From the 1960s and onwards we witnessed the rise of the liberation theology movement. This movement emphasized the need for social justice and a critical and affirmative stance towards oppression and marginalization. The church during this time was enamoured by celebrity preachers and aligned to an oppressive status quo. Jesus, however, is here for the oppressed and marginalised, and the church is not intended to serve material interests, but human interests in spirituality and emancipation. Theologians changed the narrative to emphasise social justice and equality and deliver a message of hope for those marginalised an oppressed: Come to the church for relief and salvation from an oppressive poverty!
We can counter oppression and marginalization with a spiritualism, but we also, and perhaps most importantly, have to work towards improving the material reality of our people. This movement emphasized the importance of real changes to people’s lives, and this is the inspiration that we need! Can we use this inspiration to create the imagery of a liberation agriculture?
Agriculture is under question these days. New farmers should navigate food, food production and the sale of food for emancipatory opportunities. Agriculture is a major contributor to climate change.
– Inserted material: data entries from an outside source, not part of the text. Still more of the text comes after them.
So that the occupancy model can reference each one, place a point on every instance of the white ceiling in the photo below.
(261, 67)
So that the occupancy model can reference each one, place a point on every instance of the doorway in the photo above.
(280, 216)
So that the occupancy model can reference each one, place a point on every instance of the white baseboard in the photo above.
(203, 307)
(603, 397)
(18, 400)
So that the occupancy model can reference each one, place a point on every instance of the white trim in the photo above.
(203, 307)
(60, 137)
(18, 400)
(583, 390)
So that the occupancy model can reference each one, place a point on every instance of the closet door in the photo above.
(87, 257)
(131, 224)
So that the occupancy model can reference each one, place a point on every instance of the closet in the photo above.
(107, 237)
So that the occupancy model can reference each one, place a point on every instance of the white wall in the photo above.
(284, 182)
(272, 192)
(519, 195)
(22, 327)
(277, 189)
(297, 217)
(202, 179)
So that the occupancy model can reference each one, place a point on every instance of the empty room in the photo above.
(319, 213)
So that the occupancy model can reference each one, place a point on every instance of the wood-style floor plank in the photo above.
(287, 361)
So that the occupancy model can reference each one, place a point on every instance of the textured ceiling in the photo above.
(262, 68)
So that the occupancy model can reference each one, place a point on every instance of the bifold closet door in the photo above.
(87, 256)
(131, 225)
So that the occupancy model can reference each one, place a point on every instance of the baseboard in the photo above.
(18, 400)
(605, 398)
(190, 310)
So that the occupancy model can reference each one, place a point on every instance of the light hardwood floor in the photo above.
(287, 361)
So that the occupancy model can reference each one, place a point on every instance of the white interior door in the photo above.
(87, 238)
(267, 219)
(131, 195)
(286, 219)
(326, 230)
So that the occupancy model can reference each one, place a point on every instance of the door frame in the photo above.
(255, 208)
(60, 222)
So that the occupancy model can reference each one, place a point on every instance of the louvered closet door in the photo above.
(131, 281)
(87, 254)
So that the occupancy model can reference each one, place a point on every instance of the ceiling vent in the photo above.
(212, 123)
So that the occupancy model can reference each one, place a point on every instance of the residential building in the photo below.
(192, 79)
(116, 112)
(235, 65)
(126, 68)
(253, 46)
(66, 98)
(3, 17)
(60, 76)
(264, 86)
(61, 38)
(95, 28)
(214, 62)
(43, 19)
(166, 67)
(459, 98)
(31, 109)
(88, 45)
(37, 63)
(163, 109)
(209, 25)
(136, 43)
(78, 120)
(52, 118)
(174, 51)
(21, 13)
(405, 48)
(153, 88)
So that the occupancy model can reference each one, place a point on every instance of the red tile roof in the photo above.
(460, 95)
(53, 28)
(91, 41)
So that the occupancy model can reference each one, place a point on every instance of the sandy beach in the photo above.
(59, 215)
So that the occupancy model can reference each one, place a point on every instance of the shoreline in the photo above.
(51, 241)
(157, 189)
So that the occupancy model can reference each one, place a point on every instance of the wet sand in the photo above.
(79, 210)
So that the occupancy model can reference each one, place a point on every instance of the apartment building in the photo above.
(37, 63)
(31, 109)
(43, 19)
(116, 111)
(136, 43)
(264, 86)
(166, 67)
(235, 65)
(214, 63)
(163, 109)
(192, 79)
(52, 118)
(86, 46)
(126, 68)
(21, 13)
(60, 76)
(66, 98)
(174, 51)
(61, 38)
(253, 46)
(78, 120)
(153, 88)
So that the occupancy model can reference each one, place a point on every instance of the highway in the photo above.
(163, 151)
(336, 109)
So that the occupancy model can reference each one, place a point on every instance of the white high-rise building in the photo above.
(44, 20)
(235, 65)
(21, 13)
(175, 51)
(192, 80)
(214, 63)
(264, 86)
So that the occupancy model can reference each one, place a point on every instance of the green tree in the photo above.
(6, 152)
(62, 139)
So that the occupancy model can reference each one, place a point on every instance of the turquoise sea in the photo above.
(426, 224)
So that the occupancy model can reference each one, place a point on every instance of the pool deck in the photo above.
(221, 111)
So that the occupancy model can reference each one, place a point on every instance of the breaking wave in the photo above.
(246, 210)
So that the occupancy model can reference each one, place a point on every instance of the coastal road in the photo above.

The way we practice and organise agriculture is in question. We breed our foods towards very narrow genetic profiles, and this endangers biodiversity and makes it hard for farmers to gain access to seeds. Our crops are weak and cannot resist pests. We also produce our foods with high technology which has eliminated jobs in the sector, although it is still the largest employer in the country. The food system benefits large agribusiness corporations, who are locked-in a high-volume production system, and they serve the supermarkets of this world. Jesus would say: “Forgive them, as they do not know what they are doing”…
Supermarkets and high-volume producers are bound by the system to produce foods in large quantities, and it is this sheer volume of food that creates large producers, processors and retailers as winners in the food system. Large volumes of food enable processors to sell over-refined foods that are bad for our health. The volumes enable large players to trade by buying large volumes and they can then set prices. This creates our food systems as distant, opaque systems hidden in the warehouses and boardrooms of large companies that own “brands”. We have also compartmentalised land, and it is being traded and owned by few. We have witnessed the proliferation of agribusiness, and there are fewer farmers now who produce our food as in the past. Production is organised according to economies of scale, further narrowing access to the productive potential of our land.
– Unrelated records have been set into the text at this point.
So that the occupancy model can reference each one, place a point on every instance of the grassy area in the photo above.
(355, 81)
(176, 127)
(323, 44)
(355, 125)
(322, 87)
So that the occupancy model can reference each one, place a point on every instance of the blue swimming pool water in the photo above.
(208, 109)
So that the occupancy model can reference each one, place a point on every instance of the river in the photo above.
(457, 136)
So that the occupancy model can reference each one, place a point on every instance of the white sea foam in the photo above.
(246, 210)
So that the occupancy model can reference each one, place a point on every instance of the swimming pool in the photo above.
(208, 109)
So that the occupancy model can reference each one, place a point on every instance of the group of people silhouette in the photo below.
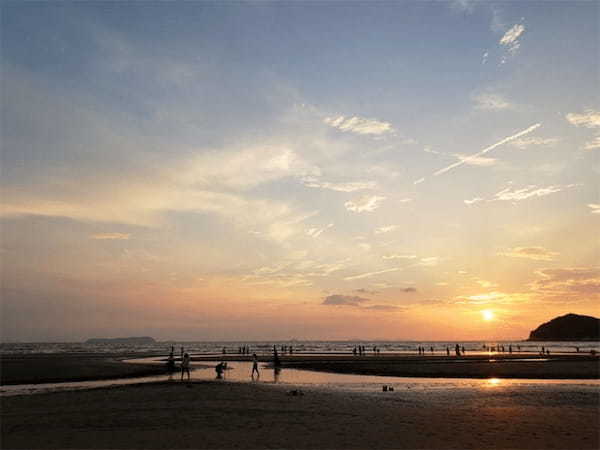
(185, 363)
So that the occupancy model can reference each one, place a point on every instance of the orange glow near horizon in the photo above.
(487, 315)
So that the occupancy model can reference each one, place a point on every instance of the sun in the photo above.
(487, 315)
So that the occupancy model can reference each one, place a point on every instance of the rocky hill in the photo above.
(571, 327)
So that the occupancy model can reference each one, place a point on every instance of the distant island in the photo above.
(143, 340)
(571, 327)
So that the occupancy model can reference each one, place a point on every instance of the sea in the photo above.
(299, 347)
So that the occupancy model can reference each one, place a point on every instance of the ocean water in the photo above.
(299, 347)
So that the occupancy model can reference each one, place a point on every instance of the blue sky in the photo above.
(413, 161)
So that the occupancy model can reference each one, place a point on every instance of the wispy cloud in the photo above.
(351, 186)
(367, 203)
(510, 40)
(109, 236)
(473, 201)
(594, 207)
(510, 194)
(491, 101)
(359, 125)
(398, 256)
(371, 274)
(489, 149)
(492, 297)
(568, 284)
(476, 160)
(524, 143)
(588, 119)
(389, 308)
(387, 229)
(366, 291)
(429, 261)
(344, 300)
(316, 232)
(534, 253)
(593, 144)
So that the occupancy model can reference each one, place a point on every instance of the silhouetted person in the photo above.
(171, 361)
(220, 368)
(255, 365)
(276, 361)
(276, 372)
(185, 365)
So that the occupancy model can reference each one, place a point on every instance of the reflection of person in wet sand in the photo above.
(185, 365)
(255, 365)
(220, 369)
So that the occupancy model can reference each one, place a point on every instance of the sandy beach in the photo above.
(61, 367)
(235, 415)
(476, 366)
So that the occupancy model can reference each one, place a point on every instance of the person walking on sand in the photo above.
(255, 365)
(185, 365)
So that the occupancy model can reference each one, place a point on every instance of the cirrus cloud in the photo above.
(367, 203)
(534, 253)
(359, 125)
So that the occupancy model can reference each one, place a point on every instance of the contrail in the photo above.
(488, 149)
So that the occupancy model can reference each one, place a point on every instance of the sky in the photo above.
(306, 170)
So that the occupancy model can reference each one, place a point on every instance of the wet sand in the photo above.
(477, 366)
(221, 415)
(56, 368)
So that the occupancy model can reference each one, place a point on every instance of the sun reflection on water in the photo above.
(491, 382)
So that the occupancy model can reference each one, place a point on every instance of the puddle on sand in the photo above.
(241, 372)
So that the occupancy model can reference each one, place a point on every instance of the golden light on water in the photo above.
(487, 315)
(493, 381)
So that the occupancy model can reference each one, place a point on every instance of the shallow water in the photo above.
(297, 378)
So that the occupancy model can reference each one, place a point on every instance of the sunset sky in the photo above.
(318, 170)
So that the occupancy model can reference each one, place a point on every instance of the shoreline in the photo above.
(213, 414)
(57, 368)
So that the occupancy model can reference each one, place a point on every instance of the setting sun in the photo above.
(487, 315)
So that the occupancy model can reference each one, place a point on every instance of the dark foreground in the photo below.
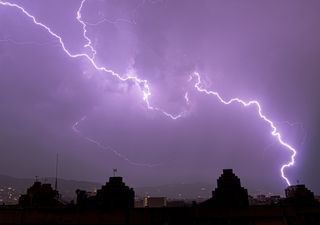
(254, 215)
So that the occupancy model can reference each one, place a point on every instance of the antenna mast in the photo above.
(56, 181)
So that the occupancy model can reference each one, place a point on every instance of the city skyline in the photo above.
(117, 85)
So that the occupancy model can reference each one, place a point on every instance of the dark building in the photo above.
(40, 195)
(299, 195)
(113, 195)
(229, 192)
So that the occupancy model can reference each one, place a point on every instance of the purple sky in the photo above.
(263, 50)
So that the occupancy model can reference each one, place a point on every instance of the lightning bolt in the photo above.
(145, 88)
(141, 83)
(274, 130)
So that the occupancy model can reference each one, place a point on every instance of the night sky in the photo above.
(51, 103)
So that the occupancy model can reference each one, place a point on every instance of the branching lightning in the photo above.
(143, 85)
(107, 148)
(274, 130)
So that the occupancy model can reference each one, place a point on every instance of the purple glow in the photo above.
(144, 87)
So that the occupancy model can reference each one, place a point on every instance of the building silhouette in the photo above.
(229, 192)
(40, 195)
(113, 195)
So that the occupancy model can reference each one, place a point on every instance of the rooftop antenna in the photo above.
(115, 171)
(56, 181)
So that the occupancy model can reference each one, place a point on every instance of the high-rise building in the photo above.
(229, 192)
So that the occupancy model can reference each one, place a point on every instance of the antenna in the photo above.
(114, 172)
(56, 181)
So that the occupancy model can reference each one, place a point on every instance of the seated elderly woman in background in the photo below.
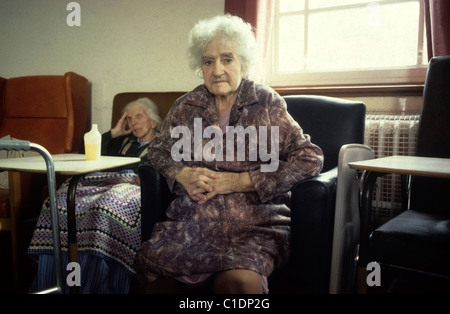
(228, 227)
(108, 209)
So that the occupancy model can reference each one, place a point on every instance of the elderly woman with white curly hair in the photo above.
(228, 227)
(108, 210)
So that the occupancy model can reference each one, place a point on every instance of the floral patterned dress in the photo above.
(232, 231)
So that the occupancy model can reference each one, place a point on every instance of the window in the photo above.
(348, 42)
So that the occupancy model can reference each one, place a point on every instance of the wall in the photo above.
(121, 45)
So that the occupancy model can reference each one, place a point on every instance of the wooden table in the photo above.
(374, 168)
(74, 165)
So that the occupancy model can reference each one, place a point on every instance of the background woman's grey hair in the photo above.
(230, 28)
(150, 108)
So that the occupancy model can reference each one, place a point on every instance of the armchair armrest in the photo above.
(312, 220)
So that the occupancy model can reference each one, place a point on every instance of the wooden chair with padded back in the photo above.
(50, 110)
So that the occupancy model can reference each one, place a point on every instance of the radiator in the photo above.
(390, 134)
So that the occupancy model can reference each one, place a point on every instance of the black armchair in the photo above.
(413, 248)
(331, 122)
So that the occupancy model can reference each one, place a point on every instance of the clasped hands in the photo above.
(202, 184)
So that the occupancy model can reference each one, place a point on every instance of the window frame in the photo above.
(405, 80)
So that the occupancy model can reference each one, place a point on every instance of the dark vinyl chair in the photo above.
(332, 123)
(413, 248)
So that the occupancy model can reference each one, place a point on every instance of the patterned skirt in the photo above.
(108, 218)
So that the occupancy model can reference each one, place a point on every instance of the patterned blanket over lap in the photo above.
(108, 218)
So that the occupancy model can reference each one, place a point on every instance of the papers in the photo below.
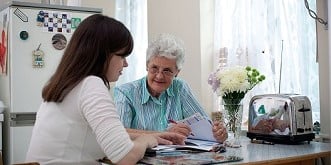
(201, 127)
(190, 158)
(191, 144)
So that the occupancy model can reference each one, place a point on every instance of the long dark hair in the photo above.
(88, 53)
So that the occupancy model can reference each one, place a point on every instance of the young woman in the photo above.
(78, 122)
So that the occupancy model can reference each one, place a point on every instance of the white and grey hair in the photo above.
(169, 46)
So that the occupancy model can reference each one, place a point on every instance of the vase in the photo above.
(232, 120)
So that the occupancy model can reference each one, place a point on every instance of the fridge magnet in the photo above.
(24, 35)
(21, 15)
(57, 22)
(38, 58)
(59, 41)
(75, 22)
(40, 18)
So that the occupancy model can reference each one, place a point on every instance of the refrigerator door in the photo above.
(20, 137)
(21, 125)
(21, 86)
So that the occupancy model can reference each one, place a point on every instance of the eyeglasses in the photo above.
(165, 72)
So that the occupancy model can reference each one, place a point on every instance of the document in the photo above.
(201, 127)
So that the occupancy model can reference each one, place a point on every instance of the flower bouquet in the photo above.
(232, 84)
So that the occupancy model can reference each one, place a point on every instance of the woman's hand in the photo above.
(170, 138)
(219, 132)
Many of these challenges in agriculture are linked to each other and it is really hard to separate them. Hence, we stand in front of two paths for agricultural reform, and we need to engage with both, as both hold potential for change and the emancipation of our people. First of all, we need to develop the technologies and techniques to farm and produce enough food without harmful effects, and there are real indications that a biologically based regenerative agriculture will be able to produce enough food, and ensure ecological integrity, which is important for future generations. Regenerative agriculture can soften the blows when fertiliser supplies are affected by wars and crises, as biological systems can substitute for chemical inputs. We can thus decentralise our supply chains for inputs and allow newer technologies to secure the supply of nutrients for large scale farming. Advances in blending biological and conventional systems enable us to go forward without feeling the pinch of global disruptions. Fertilisers are particularly susceptible to disruptions in global supply chains, and we need to re-focus our gaze to seeing how a national agriculture can serve the interests of ourselves whilst being competitive in world markets.
We also need to reform agriculture by allowing new, emergent and small farmers access to the food system. To do so, we need to first of all enable local and smaller producers challenge the inefficiencies of global supply chains. The way they construct their enterprises is key here, and there is a universe of business strategies that can be developed to enable smaller producers and retailers to compete with large supermarkets, who hold their own inefficiencies. These are opportunities for new entrepreneurs in the food system.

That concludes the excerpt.